Some customers in Asia (especially Japan and Singapore) saw downgraded performance when attempting to connect to UiPath Automation Cloud from 3:56 am to 5:11 am UTC on 2025/1/31. Customer’s request timed out during this time.
Root cause
A misconfigured cache expiry setting in Notification Service led to excessive API calls to Orchestrator, overloading the API gateway:
Trigger: We saw a spike in publication requests coming to Notification Service from Orchestrator. This was unusual, but the system should have been able to handle it.
Cause: Normally, a feature flag check should be cached for 10 minutes. The cache expiry setting was incorrectly set to "0" instead of "600" seconds. This caused every publication event to trigger a direct call to Orchestrator, significantly increasing load.
Detection
Multiple services started receiving synthetic alerts due to requests timing out.
Our logs showed the API gateway was closing connections due to excessive traffic.
The investigation pointed to an unusual surge in calls to the NotificationServiceIntegrationEnabled endpoint.
Response
API gateway was scaled up in affected regions to handle the increased load.
We found the underlying misconfiguration and corrected it.
Follow-up
Make sure the cache expiry setting is set correctly in all environments and checked by at least two teammates.
Improve autoscaling settings for API gateway to bear sudden load.
Improve rate-limiting from Notification Service end
Improve documentation and validation of feature flag/caching changes before rollout.

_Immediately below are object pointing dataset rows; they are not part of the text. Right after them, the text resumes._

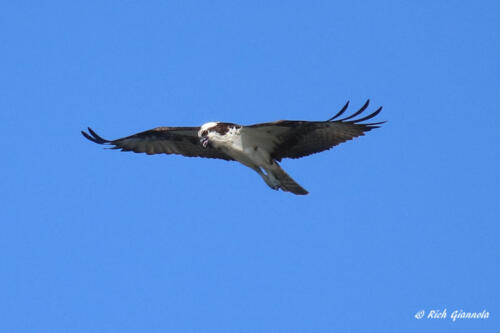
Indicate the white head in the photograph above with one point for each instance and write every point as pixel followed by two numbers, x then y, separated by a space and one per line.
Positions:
pixel 204 132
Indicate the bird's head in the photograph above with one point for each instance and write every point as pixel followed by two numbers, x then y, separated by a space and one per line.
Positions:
pixel 205 132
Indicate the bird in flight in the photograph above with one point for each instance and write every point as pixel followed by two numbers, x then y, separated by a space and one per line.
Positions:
pixel 259 147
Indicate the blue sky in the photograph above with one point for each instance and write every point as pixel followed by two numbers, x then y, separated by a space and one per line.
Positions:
pixel 401 220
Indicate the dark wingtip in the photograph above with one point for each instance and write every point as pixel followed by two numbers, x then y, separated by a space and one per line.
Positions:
pixel 94 137
pixel 340 112
pixel 370 116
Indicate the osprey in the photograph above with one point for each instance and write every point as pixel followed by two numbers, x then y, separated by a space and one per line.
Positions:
pixel 259 147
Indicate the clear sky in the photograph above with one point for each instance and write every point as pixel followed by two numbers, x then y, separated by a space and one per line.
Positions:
pixel 403 219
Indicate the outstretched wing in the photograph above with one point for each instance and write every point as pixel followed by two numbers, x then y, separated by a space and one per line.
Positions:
pixel 295 139
pixel 162 140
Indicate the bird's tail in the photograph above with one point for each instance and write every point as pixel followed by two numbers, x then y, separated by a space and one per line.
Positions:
pixel 287 184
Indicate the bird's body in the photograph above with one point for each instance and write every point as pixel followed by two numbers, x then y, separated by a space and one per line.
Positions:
pixel 259 147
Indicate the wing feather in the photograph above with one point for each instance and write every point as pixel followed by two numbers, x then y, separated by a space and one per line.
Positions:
pixel 295 139
pixel 162 140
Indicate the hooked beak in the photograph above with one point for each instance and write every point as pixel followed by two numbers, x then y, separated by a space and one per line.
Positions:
pixel 204 142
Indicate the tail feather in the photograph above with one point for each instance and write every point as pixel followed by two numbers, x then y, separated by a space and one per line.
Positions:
pixel 287 184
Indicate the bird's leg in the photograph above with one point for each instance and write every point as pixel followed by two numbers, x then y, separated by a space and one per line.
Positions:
pixel 269 179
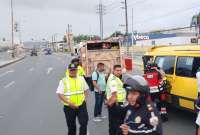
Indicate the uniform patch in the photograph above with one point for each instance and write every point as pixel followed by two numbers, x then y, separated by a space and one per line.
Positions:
pixel 138 119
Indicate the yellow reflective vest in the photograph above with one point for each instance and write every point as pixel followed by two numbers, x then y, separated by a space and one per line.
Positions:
pixel 73 90
pixel 115 82
pixel 81 71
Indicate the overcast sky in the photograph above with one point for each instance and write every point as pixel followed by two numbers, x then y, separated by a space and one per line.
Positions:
pixel 42 18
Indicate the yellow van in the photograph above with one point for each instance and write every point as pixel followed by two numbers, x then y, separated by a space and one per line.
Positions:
pixel 180 64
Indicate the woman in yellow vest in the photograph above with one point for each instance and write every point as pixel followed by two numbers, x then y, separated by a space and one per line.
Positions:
pixel 72 91
pixel 116 96
pixel 80 71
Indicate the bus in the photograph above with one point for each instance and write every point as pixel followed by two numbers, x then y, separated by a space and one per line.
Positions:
pixel 180 64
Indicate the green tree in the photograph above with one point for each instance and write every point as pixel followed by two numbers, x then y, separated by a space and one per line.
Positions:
pixel 116 34
pixel 195 20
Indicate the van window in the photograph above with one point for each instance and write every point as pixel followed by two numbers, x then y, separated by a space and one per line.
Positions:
pixel 166 63
pixel 187 66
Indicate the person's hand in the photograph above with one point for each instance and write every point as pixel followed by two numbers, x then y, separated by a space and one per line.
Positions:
pixel 73 106
pixel 100 92
pixel 154 121
pixel 125 129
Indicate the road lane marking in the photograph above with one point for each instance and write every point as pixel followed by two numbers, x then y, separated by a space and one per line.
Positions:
pixel 1 116
pixel 7 72
pixel 49 70
pixel 10 84
pixel 31 69
pixel 88 133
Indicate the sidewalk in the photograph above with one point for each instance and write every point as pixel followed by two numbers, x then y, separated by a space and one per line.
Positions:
pixel 4 63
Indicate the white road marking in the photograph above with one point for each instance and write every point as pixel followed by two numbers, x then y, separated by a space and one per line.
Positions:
pixel 7 72
pixel 49 70
pixel 88 133
pixel 31 69
pixel 1 116
pixel 10 84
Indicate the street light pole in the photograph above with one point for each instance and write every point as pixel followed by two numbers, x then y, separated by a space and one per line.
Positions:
pixel 12 25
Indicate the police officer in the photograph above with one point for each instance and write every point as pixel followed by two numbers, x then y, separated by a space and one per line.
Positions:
pixel 81 71
pixel 142 118
pixel 116 96
pixel 197 105
pixel 72 91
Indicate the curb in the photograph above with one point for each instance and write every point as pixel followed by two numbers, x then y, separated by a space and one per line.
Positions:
pixel 13 61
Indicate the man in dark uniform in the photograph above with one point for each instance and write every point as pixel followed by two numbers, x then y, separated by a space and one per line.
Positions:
pixel 142 118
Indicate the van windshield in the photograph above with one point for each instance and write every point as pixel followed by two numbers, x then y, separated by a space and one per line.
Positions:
pixel 102 45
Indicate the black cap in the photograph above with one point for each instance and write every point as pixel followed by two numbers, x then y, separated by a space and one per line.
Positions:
pixel 72 66
pixel 75 60
pixel 136 83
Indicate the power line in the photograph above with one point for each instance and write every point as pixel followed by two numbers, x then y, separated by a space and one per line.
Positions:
pixel 169 14
pixel 101 12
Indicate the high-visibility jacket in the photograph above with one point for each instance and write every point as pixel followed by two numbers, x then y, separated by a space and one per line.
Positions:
pixel 81 71
pixel 73 90
pixel 114 81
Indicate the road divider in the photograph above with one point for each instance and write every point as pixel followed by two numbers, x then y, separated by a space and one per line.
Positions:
pixel 31 69
pixel 49 70
pixel 10 84
pixel 7 72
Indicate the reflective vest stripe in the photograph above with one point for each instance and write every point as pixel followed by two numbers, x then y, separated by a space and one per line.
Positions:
pixel 73 93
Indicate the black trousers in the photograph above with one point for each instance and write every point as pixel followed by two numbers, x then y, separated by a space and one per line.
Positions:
pixel 99 98
pixel 71 114
pixel 116 115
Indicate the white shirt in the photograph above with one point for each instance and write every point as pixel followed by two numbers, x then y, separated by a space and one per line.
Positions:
pixel 60 89
pixel 198 80
pixel 111 86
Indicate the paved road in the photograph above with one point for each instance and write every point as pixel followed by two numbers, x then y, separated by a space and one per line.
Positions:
pixel 29 105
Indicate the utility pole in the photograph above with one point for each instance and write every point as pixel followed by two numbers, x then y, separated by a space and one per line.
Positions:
pixel 126 17
pixel 68 37
pixel 126 24
pixel 12 25
pixel 132 28
pixel 101 12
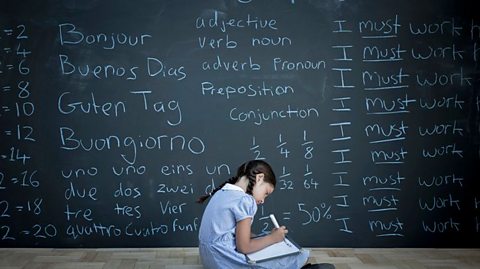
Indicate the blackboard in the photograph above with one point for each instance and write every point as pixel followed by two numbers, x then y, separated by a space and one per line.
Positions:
pixel 115 116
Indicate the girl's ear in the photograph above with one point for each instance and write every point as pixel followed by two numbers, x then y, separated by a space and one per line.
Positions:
pixel 259 177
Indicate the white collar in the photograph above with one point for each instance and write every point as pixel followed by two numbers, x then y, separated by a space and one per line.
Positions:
pixel 232 187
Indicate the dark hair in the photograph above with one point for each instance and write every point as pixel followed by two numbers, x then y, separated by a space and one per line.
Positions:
pixel 249 169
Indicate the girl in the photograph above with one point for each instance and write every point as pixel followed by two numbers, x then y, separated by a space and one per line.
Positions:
pixel 225 235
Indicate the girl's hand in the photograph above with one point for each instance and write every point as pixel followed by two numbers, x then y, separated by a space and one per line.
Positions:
pixel 278 234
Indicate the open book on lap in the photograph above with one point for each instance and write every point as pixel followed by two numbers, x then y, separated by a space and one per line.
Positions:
pixel 280 249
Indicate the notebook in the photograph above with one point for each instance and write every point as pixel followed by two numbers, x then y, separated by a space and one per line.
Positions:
pixel 277 250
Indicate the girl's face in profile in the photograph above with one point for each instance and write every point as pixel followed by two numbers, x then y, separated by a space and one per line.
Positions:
pixel 261 189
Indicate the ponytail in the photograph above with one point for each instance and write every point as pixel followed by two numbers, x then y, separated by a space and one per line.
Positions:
pixel 203 198
pixel 249 169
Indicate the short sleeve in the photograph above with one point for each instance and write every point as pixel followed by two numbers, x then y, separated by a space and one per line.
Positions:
pixel 246 208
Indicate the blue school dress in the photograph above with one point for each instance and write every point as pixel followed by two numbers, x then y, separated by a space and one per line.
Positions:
pixel 217 232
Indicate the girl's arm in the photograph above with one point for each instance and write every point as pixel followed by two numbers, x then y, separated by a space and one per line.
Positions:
pixel 246 245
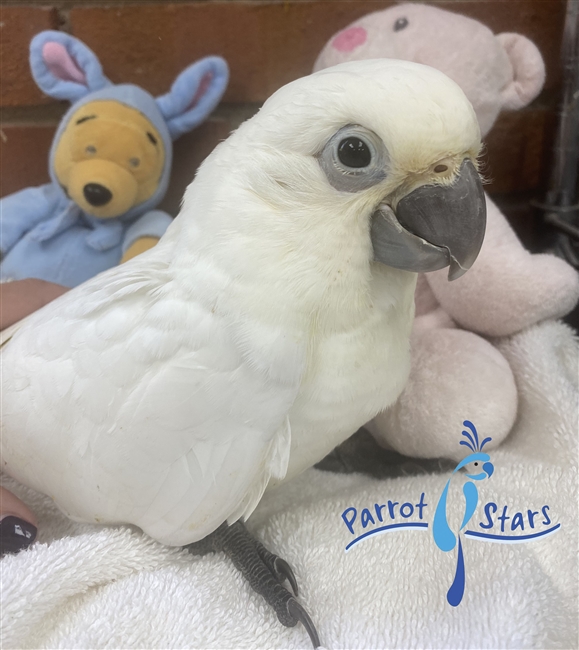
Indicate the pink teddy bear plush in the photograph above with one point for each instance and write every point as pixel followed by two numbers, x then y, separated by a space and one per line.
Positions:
pixel 457 373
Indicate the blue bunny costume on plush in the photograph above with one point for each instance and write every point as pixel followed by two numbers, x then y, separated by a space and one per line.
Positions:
pixel 44 234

Posted Feb 05, 2025 - 06:09 UTC
Resolved
The issue has been resolved.
Posted Jan 31, 2025 - 06:34 UTC
Monitoring
The issue has been resolved for all impacted regions, and teams are actively monitoring the service
Posted Jan 31, 2025 - 06:22 UTC
Update
Impact from this event was limited to customers physically located in India, Singapore, and Japan regions. Services for customers in Singapore and Japan have fully recovered, while recovery efforts are ongoing for customers in India region. Our teams are actively working to restore full service as soon as possible.
Posted Jan 31, 2025 - 05:52 UTC
Identified
The issue has been identified, and the team is actively working on a fix.
Posted Jan 31, 2025 - 05:44 UTC
Investigating
We are currently investigating this issue.
Posted Jan 31, 2025 - 05:12 UTC
This incident affected: Automation Cloud, Orchestrator, Automation Hub, AI Center, Action Center, Apps, Automation Ops, Computer Vision, Cloud Robots - VM, Customer Portal, Data Service, Documentation Portal, Document Understanding, Insights, Integration Service, Marketplace, Process Mining, Task Mining, Test Manager, Communications Mining, Serverless Robots, Studio Web, Solutions Management, Context Grounding, and Autopilot for Everyone.